周瑾川侧过头,看她的表情不太对劲,低声问:“怎么了?”
裴桑榆挣扎了一会儿,眼睛压根不敢往旁边看,视线只能定格在对方身上,浑身僵硬。
支支吾吾了好一会儿,才终于向他坦诚内心的恐惧:“我其实有点怕高……我不敢…..”
周瑾川想起来上次她翻窗的时候,也是同样的紧张,语气沉了些:“你之前那次跳下来,也是因为怕高吗?”
裴桑榆嗯了声,只是咬着唇,一个多余的字也说不出。
现在也顾不上跟人生闷气了,手指拽着他的衣角不敢松。
周瑾川自责道:“我应该先问你。”
但现在已经关闭舱门开始上升,显然是下不去。
每往上升一格,裴桑榆的脸就肉眼可见地惨白一分,看得他也面色沉沉。
“闭着眼睛,到了我再叫你。”周瑾川抬手,用手掌挡住她颤抖的眼睫。
裴桑榆缓缓吸了口气,拉下他的手,疯狂做着心理建设:“是不是可以克服一下?我也不是什么生理问题,这里很安全对吧,我也不会掉下去。”
不知道是在说给对方听,还是想要说服自己。
周瑾川再次伸手,想要挡住:“不用勉强。”
裴桑榆抬眼看着他,突然笑了下,很信赖对方地说:“不就是一百来米,你帮我克服好不好?”
这姑娘真的是骨子里的要强。
明明抓着自己的手指一直在颤着。
周瑾川微微勾下头,和她对视:“怕高也没什么大不了,有弱点很正常。”
裴桑榆轻声说,语气里带着点遗憾:“我一直不敢去很高的地方,但这样也会错过很多风景吧,比如高空的日落,我就永远看不到。今天误打误撞上来了,我想试试。”
周瑾川拿她没办法:“全程是一个小时,会很煎熬,你不用这么强迫自己,也不需要这么逞强。如果实在想看,到了顶点我再叫你。”
裴桑榆缓慢地眨了下眼,内心有些松动了。
想着反正周瑾川见过她最蠢最狼狈的模样,也不差现在多这一次了。
她叹了口气,终于微微垂下了头,放任自己把脑袋抵在了他的肩膀上。 视线骤然变窄,就看不到令人晕眩的地面和逐渐远去的高楼。

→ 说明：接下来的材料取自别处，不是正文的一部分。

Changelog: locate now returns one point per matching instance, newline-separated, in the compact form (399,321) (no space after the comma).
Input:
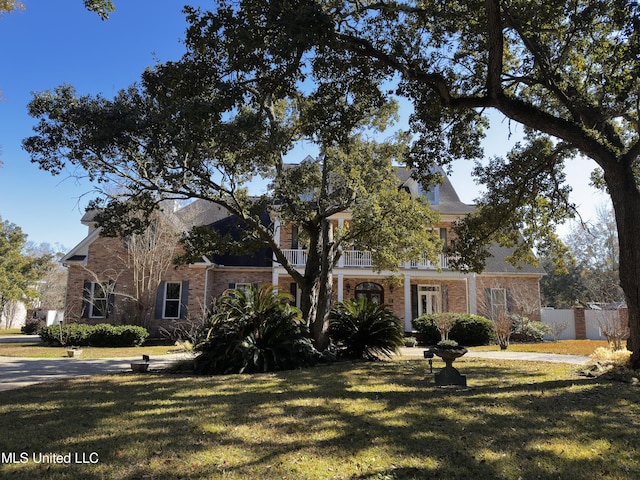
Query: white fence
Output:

那股从上来就不安的情绪瞬间的舒缓,僵硬的后背变得松弛。
对方身上有一股非常清新的气息,在低头的一瞬间,被那股熟悉的味道包裹,恐惧奇迹般地安定了下来。
周瑾川盯着她垂着头的脑袋,轻拍了两下安抚。
“到了吗?到顶点了吗?”
每过几分钟,裴桑榆就小声问一次。
周瑾川又心疼又觉得她可爱得要命,动作轻缓地脱下外套,低声说:“快了。”
“你别动!”裴桑榆察觉到他的动作,又是一阵紧张。
周瑾川哑然失笑,手缓慢收了回去:“好,不动了。”
裴桑榆就维持着同一个姿势,拽着他毛衣的衣角不敢松开,仿佛在这个离地面越来越远的高空中,眼前的少年成了她唯一可以的依赖。
时间变得无限漫长。
某一瞬间,裴桑榆感觉缓慢移动的摩天轮顿了下:“是不是到了?”
摇晃的瞬间,有些失衡,她下意识把周瑾川抓得更紧。
“抬头。”周瑾川拍了拍她的脑袋。
裴桑榆下意识顺从地抬起头,又因为身处云端而觉得呼吸急促。
下一秒,整个人突然被一件衣服罩住。
然后感觉周瑾川从肩膀后方揽住了自己,宽阔的掌心撑着外套,挡住两侧空洞的玻璃带来的晕眩感,只留下眼前那一道余晖的美景。
身后是他宽阔的胸膛,耳边是他温热的呼吸。
裴桑榆一瞬间忘却了自己身处高处的慌张,不知道是被眼前从未看过的日落而震撼,还是因为他猝不及防的背抱而紧张。
心跳不止。
“看前方,不怕,我在。”周瑾川说。